Rafael García Santos, en su editorial publicado en Lo Mejor de la Gastronomía, expresa melancolía por una edad de oro que ya parece diluida en la posteridad. Y puede que incluso nosotros mismos sintamos pena por la pérdida de un impulso que nadie sabe si algún día volveremos a recobrar. O que el suelo se resquebraje a nuestro alrededor. O que algunos conocidos inquisidores se regodeen en nuestro cogote de la oscuridad en que vivimos hoy y aprovechen para lanzar proclamas contra este episodio histórico de nuestra gastronomía que hemos tenido la inmensa suerte de vivir.

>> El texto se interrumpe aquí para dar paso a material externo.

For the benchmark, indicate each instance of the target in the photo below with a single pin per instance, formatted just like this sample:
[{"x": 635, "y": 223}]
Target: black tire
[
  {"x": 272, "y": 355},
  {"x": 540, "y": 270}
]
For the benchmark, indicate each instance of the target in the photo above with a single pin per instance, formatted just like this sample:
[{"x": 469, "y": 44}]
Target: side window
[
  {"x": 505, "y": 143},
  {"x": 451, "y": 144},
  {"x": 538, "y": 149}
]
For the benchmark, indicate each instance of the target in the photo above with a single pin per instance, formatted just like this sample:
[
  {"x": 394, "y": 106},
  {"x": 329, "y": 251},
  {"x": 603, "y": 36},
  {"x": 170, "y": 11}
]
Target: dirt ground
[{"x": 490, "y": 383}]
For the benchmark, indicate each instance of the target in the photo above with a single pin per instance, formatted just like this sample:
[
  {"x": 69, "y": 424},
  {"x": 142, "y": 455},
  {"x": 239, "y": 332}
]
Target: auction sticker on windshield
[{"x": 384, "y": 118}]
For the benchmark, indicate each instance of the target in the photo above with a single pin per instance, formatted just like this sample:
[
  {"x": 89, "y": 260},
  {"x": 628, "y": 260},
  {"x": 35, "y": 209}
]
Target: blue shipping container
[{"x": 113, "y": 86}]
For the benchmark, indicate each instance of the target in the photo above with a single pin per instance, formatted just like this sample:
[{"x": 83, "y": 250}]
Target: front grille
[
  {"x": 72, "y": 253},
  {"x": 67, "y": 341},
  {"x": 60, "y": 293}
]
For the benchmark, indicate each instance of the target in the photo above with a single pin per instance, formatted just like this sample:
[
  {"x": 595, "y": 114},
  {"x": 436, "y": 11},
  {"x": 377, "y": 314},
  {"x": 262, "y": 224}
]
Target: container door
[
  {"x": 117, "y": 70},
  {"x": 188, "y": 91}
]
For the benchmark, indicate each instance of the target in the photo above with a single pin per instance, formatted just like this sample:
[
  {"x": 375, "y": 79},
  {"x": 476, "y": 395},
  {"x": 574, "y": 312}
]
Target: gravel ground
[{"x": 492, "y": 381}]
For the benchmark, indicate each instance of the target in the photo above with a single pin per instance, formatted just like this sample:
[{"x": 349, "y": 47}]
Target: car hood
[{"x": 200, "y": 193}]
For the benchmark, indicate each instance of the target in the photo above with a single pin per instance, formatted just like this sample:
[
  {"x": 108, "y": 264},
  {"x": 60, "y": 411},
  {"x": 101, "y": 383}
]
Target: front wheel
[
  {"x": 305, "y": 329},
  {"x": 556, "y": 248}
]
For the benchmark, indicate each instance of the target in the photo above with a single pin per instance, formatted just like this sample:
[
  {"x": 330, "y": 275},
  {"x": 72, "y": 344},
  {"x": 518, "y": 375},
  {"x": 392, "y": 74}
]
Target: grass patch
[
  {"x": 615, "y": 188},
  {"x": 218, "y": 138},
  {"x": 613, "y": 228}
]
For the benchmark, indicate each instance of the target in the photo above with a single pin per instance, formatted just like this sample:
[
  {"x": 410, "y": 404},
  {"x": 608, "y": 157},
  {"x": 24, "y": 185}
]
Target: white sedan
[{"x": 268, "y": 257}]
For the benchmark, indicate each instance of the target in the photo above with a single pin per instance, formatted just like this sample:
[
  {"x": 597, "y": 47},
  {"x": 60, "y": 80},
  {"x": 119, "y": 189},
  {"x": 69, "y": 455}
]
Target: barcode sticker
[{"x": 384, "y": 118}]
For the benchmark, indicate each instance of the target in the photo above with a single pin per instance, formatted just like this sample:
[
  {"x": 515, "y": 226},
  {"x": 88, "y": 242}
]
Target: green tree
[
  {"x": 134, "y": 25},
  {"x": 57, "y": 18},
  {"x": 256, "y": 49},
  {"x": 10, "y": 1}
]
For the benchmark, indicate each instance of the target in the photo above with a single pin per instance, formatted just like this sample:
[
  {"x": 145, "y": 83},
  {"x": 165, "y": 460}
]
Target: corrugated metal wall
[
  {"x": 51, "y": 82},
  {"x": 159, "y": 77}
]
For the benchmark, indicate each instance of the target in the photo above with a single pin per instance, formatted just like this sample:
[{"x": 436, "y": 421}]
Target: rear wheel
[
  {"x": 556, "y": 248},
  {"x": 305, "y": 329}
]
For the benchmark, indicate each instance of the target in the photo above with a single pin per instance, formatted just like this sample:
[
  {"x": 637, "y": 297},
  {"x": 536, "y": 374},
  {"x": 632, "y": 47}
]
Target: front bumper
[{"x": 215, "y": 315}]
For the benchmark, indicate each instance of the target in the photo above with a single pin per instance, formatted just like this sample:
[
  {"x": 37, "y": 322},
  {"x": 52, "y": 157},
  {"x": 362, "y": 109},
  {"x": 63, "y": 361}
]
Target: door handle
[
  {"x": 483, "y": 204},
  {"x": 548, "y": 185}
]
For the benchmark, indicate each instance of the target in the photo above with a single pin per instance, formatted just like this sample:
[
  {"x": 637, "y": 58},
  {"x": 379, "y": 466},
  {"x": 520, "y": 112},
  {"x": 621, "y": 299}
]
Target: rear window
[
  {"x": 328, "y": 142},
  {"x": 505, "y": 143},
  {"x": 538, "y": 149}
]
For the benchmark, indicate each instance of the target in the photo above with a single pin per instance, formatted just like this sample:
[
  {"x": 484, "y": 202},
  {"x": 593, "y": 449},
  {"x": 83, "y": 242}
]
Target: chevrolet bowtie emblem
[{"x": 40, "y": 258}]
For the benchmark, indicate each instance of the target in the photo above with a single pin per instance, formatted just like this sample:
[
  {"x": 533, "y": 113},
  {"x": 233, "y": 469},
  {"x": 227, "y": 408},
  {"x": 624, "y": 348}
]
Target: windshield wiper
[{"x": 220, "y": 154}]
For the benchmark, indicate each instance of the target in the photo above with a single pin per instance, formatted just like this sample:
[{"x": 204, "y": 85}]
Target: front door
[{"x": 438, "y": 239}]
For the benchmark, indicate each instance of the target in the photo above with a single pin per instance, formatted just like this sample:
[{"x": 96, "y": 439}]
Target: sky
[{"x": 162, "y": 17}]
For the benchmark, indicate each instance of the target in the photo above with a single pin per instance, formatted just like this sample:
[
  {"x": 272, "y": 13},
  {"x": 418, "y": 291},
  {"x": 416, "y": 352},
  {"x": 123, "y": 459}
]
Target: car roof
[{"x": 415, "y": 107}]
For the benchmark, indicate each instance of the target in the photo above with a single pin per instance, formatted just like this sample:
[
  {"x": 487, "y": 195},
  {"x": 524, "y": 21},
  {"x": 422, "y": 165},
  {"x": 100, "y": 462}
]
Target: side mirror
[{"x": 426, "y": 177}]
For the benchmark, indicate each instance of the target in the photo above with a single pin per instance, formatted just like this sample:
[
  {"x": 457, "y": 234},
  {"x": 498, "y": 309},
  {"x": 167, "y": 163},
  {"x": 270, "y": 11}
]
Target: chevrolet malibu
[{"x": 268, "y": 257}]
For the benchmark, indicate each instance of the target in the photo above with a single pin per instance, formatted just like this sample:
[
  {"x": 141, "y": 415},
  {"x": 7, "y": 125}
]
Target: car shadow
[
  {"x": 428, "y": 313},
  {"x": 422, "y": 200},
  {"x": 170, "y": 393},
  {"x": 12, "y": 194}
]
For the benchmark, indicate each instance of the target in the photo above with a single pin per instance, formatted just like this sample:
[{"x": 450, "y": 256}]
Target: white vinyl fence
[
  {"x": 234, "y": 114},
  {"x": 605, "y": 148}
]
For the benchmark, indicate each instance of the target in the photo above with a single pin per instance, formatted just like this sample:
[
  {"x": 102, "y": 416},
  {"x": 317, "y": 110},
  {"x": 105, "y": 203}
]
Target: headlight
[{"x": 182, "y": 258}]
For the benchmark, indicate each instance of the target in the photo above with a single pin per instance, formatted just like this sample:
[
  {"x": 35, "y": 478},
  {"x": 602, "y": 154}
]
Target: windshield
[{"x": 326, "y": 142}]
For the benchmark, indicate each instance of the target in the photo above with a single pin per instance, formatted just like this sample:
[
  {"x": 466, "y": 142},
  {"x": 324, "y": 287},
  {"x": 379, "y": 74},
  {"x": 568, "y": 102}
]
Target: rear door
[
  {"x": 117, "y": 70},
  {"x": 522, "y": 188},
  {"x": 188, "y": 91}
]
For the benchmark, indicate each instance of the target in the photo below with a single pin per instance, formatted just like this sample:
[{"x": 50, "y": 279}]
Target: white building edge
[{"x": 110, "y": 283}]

No se me ocurre otro símil comparativo. Tal vez mis años de seminario provoquen estos abscesos de mesianismo, pero me da la sensación que este instante de nuestra gastronomía se parece a la Pascua de Pentecostés. Es la fiesta más importante de la liturgia cristiana, una fiesta que se celebra durante 50 días, desde el domingo de Pascua hasta Pentecostés, en que desciende el Espíritu Santo y marca el inicio de la actividad de la Iglesia, es decir, la difusión de las enseñanzas de Cristo por los cinco continentes. El apóstol Santiago llegó hasta el fin de la tierra conocida, Finisterre, y el resto de los apóstoles se repartió por el mundo. Casi todos murieron martirizados y a su vez dejaron sus enseñanzas en manos de otros probos cristianos que también fueron martirizados, como San Lorenzo, patrón de mi pueblo y de todos los asadores.
Por eso el editorial de García Santos y el análisis de lo emprendido por la gastronomía durante estos años me han llevado a establecer esta comparación: ¿acaso los congresos de cocina no han sido un poco como los sermones desde las colinas que rodean el lago de Tiberíades?. ¿No te parece, querido lector, que las esferificaciones, las espumas, los aires y estos nuevos conceptos y técnicas culinarias nos han cual si de milagros se trataran? Y aquel histórico momento del Madrid Fusion de enero 2005, cuando Ferran Adrià lanzó en público los 25 postulados de su cocina, ¿acaso no guardaban connotaciones parecidas a las bienaventuranzas?.
Lejos de mí toda intención de herir la sensibilidad de los cristianos, ni ser pretencioso utilizando un símil que seguro le viene muy grande a la cocina española. Cada año es más difícil encontrar momentos mágicos en los congresos, como aquel año en San Sebastián, cuando Ferran Adrià nos presentó las esferificaciones… O cuando Joan Roca nos dio a conocer su cocedor para bajas temperaturas Roner… O cuando Dani García sacó al escenario aquella botella de nitrógeno… Ahora ya se ve acudir a los congresos cada vez menos chefs, pues la falta de grandes aportaciones o “milagritos” se traduce en decepción y vacío. Pero es que quizás no cabe esperar ya más. Quizás con la tecnología de que disponemos hasta el mismísimo Adrià y su equipo se las ven y se las desean para sacar nuevos conejos de la chistera cada temporada.
Antes al contrario, creo que el desasosiego se traducirá en felicidad si somos capaces de profundizar en el legado de técnicas recibidas, y más aún si traducimos esas técnicas a un lenguaje más inteligible para los más inmovilistas y más inteligente para los refractarios a la cocina de vanguardia. Debiéramos, como dicen los críticos Fernando Gallardo o Rafael García Santos, empezar esta vez de arriba a abajo para así afianzar la base de la pirámide, los cimientos de todo lo conseguido, en una palabra. Y, siguiendo el ejemplo mesiánico, predicar, difundir, dar a conocer y seguir el ejemplo de un apóstol genial, Gaston Acurio, que construye el Perú a golpes de ceviche.
Tengo el convencimiento de que nuestra cocina, la cocina española, se internacionalizará a través de la tapas, de los gastrobares y de los restaurantes más asequibles. Dejemos de aspirar al triple salto mortal y saltemos todos a la vez con un impulso más corto para que el mundo se mueva y conozca que poseemos un legado gastronómico milenario e inigualable.